The set of genes (derived based on the set of proteins) that are indicated in DrugBank7 as drug target, drug transporter or drug-metabolizing enzyme is defined as direct drug targets. In addition, we used Pubchem Bioassay repository.8 Reference to the Pubchem Bioassay repository means that the drug was tested in an HTS assay and was found to inhibit the activity of the tested protein.

Indirect drug targets

Indirect drug targets, along with direct drug targets, are proteins which interact with the direct drug targets based on the records of the IntAct database of protein–protein interactions.9

Linking statistically ‘drug targets’ with ‘cancer survival gene signature’

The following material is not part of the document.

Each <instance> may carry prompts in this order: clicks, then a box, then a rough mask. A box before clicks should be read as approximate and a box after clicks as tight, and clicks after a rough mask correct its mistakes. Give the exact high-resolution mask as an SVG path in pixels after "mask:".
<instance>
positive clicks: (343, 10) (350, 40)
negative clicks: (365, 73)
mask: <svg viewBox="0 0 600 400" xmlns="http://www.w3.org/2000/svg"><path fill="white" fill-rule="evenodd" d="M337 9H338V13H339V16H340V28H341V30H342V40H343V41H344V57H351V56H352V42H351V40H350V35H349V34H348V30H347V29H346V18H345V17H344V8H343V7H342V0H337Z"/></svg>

Let us denote l to be the number of targets (either direct or indirect) for drug B and kof them associated with survival (P-value<0.01) in the data set A. The rate k/l reflects the proportion of the drug B targets associated with survival. The rate k/lis compared with the rate m/N, where m is the total number of genes significantly associated with survival in the data set A and Nis a number of all genes measured in the data set A. A standard Hypogeometric test (with parameters k, l, m, N) is applied to derive the P-value of enrichment. The same procedure is repeated across all available data sets. Finally, derived P-values (Hypogeometric) are adjusted for multiple testing using false discovery rate control procedure30, 31 (the number of hypotheses tested is equal to the number data sets available).